Recipe: GSQ scalar 5 bpw + per-block (B=64) absmax + V18-C rank-32 low-rank correction + 200-step KL distillation per layer. Process: lazy-load layer fp16 weights via safetensors → cache teacher hidden output → quantize → fit V18-C against cache → save → free → next layer. Compression time ~1 min/layer.

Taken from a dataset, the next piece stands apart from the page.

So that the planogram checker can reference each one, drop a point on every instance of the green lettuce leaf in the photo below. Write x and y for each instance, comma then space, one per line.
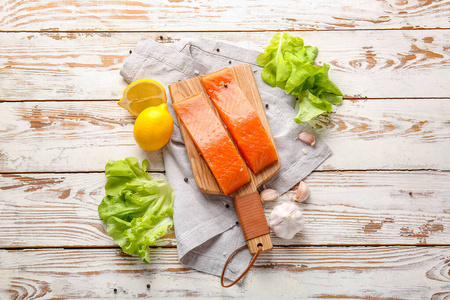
289, 65
310, 106
137, 210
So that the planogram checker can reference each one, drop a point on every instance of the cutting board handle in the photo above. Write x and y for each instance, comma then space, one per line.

Reproduce on a 5090 (~9 min for 8B):

python scripts/overlay/streaming_compression_runner.py \
    --model qwen3-8b --bpw 5 --block_size 64 --rank 32 \
    --train_steps 200 --n_calib 100 --n_eval 50

Earlier research tracks

Three independent compression mechanisms compose multiplicatively:

  • Track A — streaming compression (above): single-GPU 72B at PPL 1.0162.
  • Track B — Fractal Residual Recursion (Claims 1–16): shared-block architectural compression at 311–734× on Qwen3-1.7B (HQ5 h256 reaches 70.0% T10). See docs/HQ5_RESULTS.md, REPRODUCE.md.
  • Track C — row-overlay sub-3-bpw quantization (Claims 17–20): beats bitsandbytes-nf4 at 30% fewer bits on a 6-model cohort (n=500 LAMBADA). Zero catastrophic failures across 48 measurements vs. HQQ's 6/6 at 2-bit g64. See RESULTS.md, docs/claim20_summary.txt.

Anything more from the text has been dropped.